17. Everything not mean EVERYTHING

856 134 27
                                    

°°•°•°•°•°°
.
.
.
.
.

Mengendalikan perasaan miliknya dengan caranya sendiri. Begitulah Renjun.

Jauh ribuan hari lalu dari mula dia mengenal seorang Haechan, tumbuh rasa jengkelnya menjadi nyaman—dia atasi sendiri tanpa mengumandangkan perasaan miliknya seperti Haechan: mengikrarkan pera-saannya secara lantang.

Dengan caranya, perasaan yang tumbuh adalah tanggung jawab penuh bagi dirinya sendiri. Dia satu-satunya orang yang mengenal dirinya sendiri: dia tahu dia telah jatuh pada pesona seorang Haechan. Tubuhnya saja sudah setuju, bergerak tanpa perintah melindungi lelaki itu—rela terluka. Gelisahnya tiba di saat membayangkan hal jelek akan menimpa lelaki itu: dia rela melakukan hal yang tak seharusnya dia lakukan—meretas sistem pengaman dan menghapus beberapa video.

Dia tidak ingin Haechan dalam masalah, dan bukan sikapnya mengurusi perkara kesusahan hidup orang lain.

Jika bukan karena jenis reaksi kimia di dalam hati manusia yang disebut cinta, akal sehatnya masih waras, dia tidak akan melakukan hal-hal yang bukan kebiasaannya.

Semakin paham, perasaan itu membuat waspadanya meningkat. Dia tidak suka saat menjadi bukan dirinya. Di sisi lain, dia juga tak bisa menghilangkan perasaannya terhadap Haechan begitu saja.

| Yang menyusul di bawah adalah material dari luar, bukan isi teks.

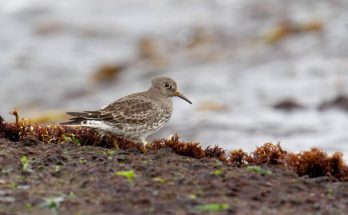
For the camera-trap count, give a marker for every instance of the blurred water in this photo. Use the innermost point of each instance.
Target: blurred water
(49, 49)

Mengagumi sekaligus menjaga secara diam-diam adalah caranya. Toh, Haechan dan dirinya sama-sama membenci jika akhirnya mereka berjauhan, kehilangan kabar, kehilangan jejak.

Ada beberapa momen dirinya adalah si jahat. Meninggalkan lelaki itu. Lenyap semaunya. Dia sadar menjadi sejahat apa. Itu bagian dari dirinya. Bentuk pertahanan terhadap perasaan lain selain kasih sayangnya terhadap Haechan.

Dia adalah kepribadian yang selalu mendapati sinyal terselubung saat kegilaannya di luar batas wajar. Dia terbiasa menahan segalanya—semua jenis perasaan. Di saat sinyal itu mengirim isyarat, Renjun perlu kembali menjadi diri yang berada di balik tembok tak kasat mata.

Haechan sudah bercampur ke dalam segala aspek dalam hidupnya, itu benar, tapi Renjun tetap perlu mempertahankan aspek lainnya. Dia masih perlu fokus pada kuliahnya, pilihannya mengejar hal yang sempat dia kubur, harus dia pertanggung jawabkan. Egoisnya berhak dia junjung meskipun tahu pilihannya akan menyakiti seseorang. Sekarang pun sama, rindunya, ingin berdekatan dengan Haechan masih belum berhasil dia kendalikan, tapi dia harus sering menahannya di beberapa keadaan. Dia harus mengerjakan beberapa tugas di ruangan flatnya, dengan tenang. Dia harus bertemu Kayla dan teman lainnya. Dia harus tetap aktif mengerjakan proyek animasi dan mendapatkan sedikit penghasilan dari sana. Tidak membuatnya kaya, setidaknya dia mendapatkan nominal dari hal kesukaannya. Tidak sepenuhnya bergantung pada kemurahan hati Haechan menghamburkan kekayaan kepadanya—walau nyatanya, sebagian besar kekayaan yang Haechan sodorkan selalu ditolak.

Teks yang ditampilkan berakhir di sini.